FT.AGGREGATE ... SORTBY ... GROUPBY ... TOLIST doesn't preserve order or allow me to truncate the list

I have documents which represent live events which happen at different times and are tagged with categories (e.g. nightlife, adventure). My goal is to find events happening, group them by category, and show the next upcoming (up to) 10 events for each category.

This is a pared down version of the real problem, but here’s some demo data to demonstrate

> JSON.SET ev:1 $ '{"eventId":"1", "startTime":1692115200, "category":"nightlife"}'
"OK"

> JSON.SET ev:2 $ '{"eventId":"2", "startTime":1690913704, "category":"nightlife"}'
"OK"

> JSON.SET ev:3 $ '{"eventId":"3", "startTime":1690992000, "category":"adventure"}'
"OK"

> FT.CREATE eventIndex ON JSON PREFIX 1 "ev:" SCHEMA "$.category" as category TAG SORTABLE "$.startTime" as startTime NUMERIC SORTABLE
"OK"

> FT.AGGREGATE eventIndex "*" LOAD 3 "$" AS event SORTBY 2 @startTime ASC GROUPBY 1 @category REDUCE TOLIST 1 @event as events
1) "2"
2) 1) "category"
   2) "nightlife"
   3) "events"
   4) 1) "{\"eventId\":\"1\",\"startTime\":1692115200,\"category\":\"nightlife\"}"
      2) "{\"eventId\":\"2\",\"startTime\":1690913704,\"category\":\"nightlife\"}"
3) 1) "category"
   2) "adventure"
   3) "events"
   4) 1) "{\"eventId\":\"3\",\"startTime\":1690992000,\"category\":\"adventure\"}"

A couple of questions / problems that I could use your help with:

(1) The sort order does not appear to persist in the results of TOLIST. You can see that the timestamp on the first result under “nightlife” is greater than the second, even though I asked it to sort by @startTime ASC earlier in the pipeline. Is there any way to sort the results in TOLIST?

(2) I would like to limit the number of results under each category. This doesn’t appear to be possible from what I can tell. By providing MAX after SORTBY I can control the number of total events that will appear in the results, but that’s not what I want. Is there a way to do this? It seems to me that I want the FIRST_VALUE reducer, except with more than 1.

(3) Also, is there a better way to get the document (or select fields from it) than what I’m doing with LOAD 3 "$" AS event?
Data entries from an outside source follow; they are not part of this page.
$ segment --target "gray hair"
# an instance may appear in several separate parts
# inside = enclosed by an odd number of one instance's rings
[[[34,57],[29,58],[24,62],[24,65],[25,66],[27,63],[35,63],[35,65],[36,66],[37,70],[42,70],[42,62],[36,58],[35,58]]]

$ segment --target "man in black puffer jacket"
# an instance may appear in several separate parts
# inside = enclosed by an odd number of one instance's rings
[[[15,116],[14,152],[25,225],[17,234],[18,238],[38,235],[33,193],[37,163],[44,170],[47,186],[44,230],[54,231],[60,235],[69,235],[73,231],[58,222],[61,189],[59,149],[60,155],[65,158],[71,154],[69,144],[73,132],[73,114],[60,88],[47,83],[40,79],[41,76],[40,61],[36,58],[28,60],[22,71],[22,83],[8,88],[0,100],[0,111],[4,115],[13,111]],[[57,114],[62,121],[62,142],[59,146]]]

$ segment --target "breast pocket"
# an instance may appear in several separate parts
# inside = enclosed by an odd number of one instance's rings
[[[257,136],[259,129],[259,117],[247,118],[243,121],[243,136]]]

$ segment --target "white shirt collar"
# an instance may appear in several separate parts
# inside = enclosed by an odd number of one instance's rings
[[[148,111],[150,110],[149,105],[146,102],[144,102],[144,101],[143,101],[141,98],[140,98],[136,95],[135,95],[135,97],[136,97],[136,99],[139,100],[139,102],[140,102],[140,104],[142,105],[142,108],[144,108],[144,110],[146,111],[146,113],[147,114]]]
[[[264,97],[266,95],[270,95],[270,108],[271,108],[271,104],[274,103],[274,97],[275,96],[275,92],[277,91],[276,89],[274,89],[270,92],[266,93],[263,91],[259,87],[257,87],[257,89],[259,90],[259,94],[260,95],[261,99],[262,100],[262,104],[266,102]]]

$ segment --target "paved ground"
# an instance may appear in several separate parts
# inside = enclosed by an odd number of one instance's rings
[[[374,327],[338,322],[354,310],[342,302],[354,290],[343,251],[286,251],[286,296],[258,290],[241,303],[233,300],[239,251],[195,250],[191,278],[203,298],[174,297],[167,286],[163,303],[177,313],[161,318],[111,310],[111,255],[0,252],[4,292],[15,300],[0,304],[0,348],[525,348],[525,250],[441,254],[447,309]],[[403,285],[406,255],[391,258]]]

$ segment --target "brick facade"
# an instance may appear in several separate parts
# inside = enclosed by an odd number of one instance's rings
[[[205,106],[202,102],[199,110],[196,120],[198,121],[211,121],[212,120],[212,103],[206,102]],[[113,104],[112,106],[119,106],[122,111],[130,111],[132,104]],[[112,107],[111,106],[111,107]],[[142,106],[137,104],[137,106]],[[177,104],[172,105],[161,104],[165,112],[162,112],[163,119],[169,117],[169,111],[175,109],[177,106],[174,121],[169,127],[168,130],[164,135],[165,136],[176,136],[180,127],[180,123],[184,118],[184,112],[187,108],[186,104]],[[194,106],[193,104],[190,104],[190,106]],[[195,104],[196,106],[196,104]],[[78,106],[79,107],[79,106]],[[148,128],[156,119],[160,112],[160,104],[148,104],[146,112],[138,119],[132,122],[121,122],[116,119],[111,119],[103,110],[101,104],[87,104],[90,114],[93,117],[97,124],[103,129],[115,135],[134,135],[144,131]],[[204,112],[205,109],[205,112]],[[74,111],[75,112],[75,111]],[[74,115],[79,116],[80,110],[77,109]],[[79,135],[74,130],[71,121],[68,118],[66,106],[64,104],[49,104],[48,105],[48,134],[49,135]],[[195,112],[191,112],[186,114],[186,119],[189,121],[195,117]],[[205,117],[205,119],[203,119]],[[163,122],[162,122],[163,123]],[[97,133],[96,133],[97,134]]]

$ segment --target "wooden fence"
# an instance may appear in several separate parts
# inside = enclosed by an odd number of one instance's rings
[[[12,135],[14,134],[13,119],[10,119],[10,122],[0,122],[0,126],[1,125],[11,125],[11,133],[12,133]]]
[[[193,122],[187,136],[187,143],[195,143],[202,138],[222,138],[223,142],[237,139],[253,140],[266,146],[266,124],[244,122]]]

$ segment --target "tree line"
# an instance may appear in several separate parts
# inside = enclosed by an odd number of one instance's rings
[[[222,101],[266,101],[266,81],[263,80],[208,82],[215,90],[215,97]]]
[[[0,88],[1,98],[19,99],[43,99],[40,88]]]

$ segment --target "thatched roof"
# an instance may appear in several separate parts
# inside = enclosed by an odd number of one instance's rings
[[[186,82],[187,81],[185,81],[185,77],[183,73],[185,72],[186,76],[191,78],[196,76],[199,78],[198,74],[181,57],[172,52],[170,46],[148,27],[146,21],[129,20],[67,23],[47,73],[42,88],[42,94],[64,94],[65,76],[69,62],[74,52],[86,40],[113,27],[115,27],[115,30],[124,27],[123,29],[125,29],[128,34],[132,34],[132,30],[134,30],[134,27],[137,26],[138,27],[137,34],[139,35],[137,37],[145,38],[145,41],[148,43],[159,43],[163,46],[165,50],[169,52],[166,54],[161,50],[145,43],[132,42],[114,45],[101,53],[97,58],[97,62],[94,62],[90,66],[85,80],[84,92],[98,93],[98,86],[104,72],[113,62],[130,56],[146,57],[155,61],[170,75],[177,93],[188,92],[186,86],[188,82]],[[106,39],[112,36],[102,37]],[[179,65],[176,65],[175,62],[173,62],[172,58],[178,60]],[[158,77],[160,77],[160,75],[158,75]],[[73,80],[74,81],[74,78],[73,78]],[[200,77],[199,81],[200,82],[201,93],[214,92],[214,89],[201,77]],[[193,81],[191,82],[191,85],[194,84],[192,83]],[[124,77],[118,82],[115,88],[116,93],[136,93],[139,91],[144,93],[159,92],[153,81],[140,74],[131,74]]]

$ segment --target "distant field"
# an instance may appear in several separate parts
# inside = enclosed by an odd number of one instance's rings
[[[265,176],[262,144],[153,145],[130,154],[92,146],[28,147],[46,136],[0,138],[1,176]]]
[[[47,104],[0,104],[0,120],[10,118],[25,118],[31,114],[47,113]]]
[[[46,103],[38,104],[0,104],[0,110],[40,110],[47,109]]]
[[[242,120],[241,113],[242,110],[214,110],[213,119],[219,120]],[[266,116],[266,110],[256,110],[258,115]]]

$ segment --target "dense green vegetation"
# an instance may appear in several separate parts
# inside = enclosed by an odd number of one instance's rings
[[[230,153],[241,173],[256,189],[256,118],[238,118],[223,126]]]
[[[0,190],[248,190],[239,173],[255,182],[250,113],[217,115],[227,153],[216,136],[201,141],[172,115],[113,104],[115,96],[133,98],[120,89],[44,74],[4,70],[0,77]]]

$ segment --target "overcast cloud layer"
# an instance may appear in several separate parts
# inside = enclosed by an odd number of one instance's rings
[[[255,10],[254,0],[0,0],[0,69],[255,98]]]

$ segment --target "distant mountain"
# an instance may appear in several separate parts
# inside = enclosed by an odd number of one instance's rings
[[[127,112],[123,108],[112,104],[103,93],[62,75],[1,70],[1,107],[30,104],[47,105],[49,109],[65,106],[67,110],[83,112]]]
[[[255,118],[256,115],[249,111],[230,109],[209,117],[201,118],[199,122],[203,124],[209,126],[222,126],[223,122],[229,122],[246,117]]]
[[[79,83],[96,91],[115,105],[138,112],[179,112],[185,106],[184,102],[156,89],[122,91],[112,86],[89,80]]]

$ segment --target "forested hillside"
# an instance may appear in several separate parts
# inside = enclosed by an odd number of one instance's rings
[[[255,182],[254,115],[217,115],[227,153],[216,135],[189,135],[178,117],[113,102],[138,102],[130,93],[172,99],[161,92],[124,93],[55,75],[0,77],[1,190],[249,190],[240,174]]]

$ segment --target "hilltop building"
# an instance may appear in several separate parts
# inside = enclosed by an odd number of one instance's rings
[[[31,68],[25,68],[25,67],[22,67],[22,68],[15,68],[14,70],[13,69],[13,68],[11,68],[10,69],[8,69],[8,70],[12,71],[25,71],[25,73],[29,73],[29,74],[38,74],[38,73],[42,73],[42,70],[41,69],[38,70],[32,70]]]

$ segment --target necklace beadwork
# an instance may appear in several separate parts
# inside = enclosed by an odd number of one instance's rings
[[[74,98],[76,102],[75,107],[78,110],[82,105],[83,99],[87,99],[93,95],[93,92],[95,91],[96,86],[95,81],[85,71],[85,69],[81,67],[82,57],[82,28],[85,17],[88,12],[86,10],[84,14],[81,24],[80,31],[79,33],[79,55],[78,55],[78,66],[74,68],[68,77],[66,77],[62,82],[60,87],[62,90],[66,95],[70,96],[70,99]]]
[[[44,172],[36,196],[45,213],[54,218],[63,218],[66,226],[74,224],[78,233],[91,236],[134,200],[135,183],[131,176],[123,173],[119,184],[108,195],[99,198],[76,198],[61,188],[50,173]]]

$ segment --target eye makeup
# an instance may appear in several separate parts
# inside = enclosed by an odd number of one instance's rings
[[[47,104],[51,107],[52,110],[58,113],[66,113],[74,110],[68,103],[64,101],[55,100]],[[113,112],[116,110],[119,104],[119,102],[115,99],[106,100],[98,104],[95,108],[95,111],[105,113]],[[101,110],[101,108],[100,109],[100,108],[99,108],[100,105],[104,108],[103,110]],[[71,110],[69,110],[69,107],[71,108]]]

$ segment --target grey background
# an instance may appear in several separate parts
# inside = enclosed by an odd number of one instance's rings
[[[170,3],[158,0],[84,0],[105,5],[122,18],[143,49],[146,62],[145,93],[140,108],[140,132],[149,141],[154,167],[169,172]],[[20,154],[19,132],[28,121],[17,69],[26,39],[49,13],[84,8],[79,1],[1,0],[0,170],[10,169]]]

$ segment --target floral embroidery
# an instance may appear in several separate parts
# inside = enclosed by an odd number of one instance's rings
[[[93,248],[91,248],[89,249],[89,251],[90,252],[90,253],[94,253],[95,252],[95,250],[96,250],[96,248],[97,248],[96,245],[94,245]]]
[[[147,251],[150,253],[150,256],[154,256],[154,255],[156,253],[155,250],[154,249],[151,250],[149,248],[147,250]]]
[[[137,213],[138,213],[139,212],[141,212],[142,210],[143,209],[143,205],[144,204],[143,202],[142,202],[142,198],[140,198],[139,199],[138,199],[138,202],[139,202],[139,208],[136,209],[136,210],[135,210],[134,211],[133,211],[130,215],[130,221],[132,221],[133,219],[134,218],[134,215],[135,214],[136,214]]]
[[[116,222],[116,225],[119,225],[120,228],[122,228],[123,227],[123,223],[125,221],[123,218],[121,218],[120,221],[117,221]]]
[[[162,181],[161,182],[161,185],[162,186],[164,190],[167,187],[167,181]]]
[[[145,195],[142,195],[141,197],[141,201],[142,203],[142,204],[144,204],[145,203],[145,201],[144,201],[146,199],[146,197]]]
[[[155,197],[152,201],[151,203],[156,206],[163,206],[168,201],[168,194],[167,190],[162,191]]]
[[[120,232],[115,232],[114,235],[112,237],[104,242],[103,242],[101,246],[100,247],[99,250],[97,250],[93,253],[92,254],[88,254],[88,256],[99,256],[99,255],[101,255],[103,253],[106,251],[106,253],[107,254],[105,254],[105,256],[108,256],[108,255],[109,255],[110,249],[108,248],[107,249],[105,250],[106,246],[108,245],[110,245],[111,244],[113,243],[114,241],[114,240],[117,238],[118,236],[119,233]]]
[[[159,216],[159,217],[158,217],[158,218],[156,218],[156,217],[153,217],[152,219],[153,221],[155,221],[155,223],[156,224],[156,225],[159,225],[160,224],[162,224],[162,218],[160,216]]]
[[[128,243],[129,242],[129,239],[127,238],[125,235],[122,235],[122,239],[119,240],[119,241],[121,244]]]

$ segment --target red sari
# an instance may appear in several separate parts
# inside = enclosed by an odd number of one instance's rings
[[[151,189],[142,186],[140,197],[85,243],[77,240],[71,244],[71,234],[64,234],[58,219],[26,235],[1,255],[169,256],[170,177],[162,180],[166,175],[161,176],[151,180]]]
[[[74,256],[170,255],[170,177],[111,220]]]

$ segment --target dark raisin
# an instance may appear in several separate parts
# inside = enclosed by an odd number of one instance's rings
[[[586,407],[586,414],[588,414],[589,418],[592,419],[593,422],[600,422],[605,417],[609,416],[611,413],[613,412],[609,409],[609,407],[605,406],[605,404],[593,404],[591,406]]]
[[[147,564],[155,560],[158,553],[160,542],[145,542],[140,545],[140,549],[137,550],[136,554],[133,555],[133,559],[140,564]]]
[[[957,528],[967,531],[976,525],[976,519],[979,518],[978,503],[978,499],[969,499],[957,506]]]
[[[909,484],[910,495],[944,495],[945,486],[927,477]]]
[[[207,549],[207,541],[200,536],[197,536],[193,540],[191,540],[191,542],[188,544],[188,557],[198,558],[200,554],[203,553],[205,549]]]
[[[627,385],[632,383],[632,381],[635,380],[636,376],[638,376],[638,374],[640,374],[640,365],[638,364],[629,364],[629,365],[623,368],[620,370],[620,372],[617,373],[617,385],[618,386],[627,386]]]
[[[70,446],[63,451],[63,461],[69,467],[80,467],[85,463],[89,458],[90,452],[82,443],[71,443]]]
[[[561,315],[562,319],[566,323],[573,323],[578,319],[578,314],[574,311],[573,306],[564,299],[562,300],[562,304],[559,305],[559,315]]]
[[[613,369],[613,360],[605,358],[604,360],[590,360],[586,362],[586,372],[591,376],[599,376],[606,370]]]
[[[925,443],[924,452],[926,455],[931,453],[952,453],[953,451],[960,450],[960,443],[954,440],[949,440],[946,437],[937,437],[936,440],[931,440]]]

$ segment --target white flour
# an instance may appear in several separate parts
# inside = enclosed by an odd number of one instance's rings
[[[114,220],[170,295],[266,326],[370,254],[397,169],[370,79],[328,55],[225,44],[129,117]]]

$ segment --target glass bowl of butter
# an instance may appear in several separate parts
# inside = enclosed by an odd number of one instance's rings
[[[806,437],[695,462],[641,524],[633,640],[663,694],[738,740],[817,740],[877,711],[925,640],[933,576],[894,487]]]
Multiple TOLIST reducers seemed risky since it would produce multiple lists which are potentially not in the same order, so I just grabbed the whole doc to be sure.

Thanks for any help you can offer

The other solution that occurs to me is to do N+1 queries, with FT.AGGREGATE up front to determine the set of categories (tags) for which to search, and then N FT.SEARCH commands, one for each tag, with a sort & limit.

This strategy is usually considered to be an anti-pattern, but in my use case N is usually going to be less than 50, so maybe that’s better than the FT.AGGREGATE with thousands of documents returned in each group which then need to be sorted and truncated server-side. Assuming that there isn’t support for what I’m trying to do in FT.AGGREGATE directly, is this a better way to go about it?

Thanks again

Noodled on this quite a bit and came to most of the same conclusions that you did. I do think a FIRST_VALUES reducer would be nice. I wonder if the SORYBY would be preserved if sorted by @category and then @startTime?

As far as calling LOAD, you could LOAD just the fields you need as defined in FT.CREATE. Like this:

FT.AGGREGATE eventIndex "*" LOAD 2 category startTime  SORTBY 2 @startTime ASC GROUPBY 1 @category REDUCE TOLIST 1 @event as events

I think that would return all the fields you care about and avoid parsing some JSON.